Signal Classifier for Imbalanced Classes using MATLAB

DOI : 10.17577/IJERTV5IS060159

Download Full-Text PDF Cite this Publication

Text Only Version

Signal Classifier for Imbalanced Classes using MATLAB

Chevon De Souza

Student (M.E. VLSI & Embedded Systems) Sinhgad Institute of Technology and Science, Narhe, Pune

Dr. S. N. Mali Principal

Sinhgad Institute of Technology and Science, Narhe, Pune

AbstractImbalanced classes have always been a problem in the classification process. This is because in real time applications it is almost impossible to find an effective classifier for an imbalanced class. The system that is proposed in this paper is developed using the MATLAB software and can be implemented on an FPGA board. This includes extraction of musical features from audio files. This is done using Radial Basis Function and Euclidean classifier. A database table is also created internally which can hold n number of signals and can be expanded as per requirement. This will help improve the classification of the signals from imbalanced class thus making it an effective system.

Index TermsImbalanced Classes, Euclidean classifier, Field Programmable Gate Array (FPGA), Radial Basis Function (RBF).

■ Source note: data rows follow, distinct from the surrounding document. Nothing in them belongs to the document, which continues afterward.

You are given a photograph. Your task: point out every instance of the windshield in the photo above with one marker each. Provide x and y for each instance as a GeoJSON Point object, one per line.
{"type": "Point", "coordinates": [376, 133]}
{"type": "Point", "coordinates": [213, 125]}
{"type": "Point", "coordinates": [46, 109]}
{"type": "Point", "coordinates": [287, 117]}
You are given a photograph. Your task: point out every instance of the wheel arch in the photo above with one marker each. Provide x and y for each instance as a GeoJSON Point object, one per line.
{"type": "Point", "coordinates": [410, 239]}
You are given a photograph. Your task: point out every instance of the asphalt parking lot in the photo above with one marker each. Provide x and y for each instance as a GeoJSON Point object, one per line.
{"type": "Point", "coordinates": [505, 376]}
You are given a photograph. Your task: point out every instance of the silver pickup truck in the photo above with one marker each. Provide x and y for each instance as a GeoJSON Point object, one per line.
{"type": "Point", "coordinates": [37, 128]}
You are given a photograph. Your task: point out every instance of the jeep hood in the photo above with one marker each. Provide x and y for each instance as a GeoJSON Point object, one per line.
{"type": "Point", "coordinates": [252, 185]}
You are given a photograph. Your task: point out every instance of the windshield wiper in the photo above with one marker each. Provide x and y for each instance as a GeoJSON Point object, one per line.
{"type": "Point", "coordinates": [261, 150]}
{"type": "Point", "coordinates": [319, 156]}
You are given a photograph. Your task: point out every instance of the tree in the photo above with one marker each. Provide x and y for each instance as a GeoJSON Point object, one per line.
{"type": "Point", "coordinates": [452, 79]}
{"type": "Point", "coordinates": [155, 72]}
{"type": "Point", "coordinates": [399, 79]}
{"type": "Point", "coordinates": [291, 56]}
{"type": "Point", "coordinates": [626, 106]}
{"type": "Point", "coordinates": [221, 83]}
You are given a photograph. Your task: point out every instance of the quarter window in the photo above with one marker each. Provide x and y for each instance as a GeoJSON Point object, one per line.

    There has been a noticeable increase in data now-a-days owing to the surveillance systems, security as well as online servers. Solving the problems faced by imbalanced data is thus the need of the hour. This data explosion has made it critical to thus advance and widen our understanding of the fundamentals of knowledge discovery, collection and the analysis of the raw data thus collected. This understanding plays a key role in the decision-making process. In many real-world applications however, a relatively new challenge of learning from imbalanced data has been created and several experts in the academic field and industry are coming up with solutions to solve the problem of imbalanced learning. The imbalanced learning problem focuses on unbalanced, under-represented data and skewed distribution of classes and the performance of their learning algorithms. Learning algorithms for unbalanced classes is difficult owing to the inherent complexity of characteristics of imbalanced data sets. Thus, creation of learning algorithms from such data requires in-depth knowledge of the principles and algorithms of data engineering, keen observation of new understandings and skilled use of tools that enable conversion of raw data into clear information and knowledge representation. Thus, characterization of

    imbalanced data classes can be identified as skewed representation of instances within certain classes over others. Due to the low rate of occurrence of rare instances, the classification rules predict small classes to be rare or merely ignored. As a result, prevalent classes are not as misclassified as test samples belonging to small classes.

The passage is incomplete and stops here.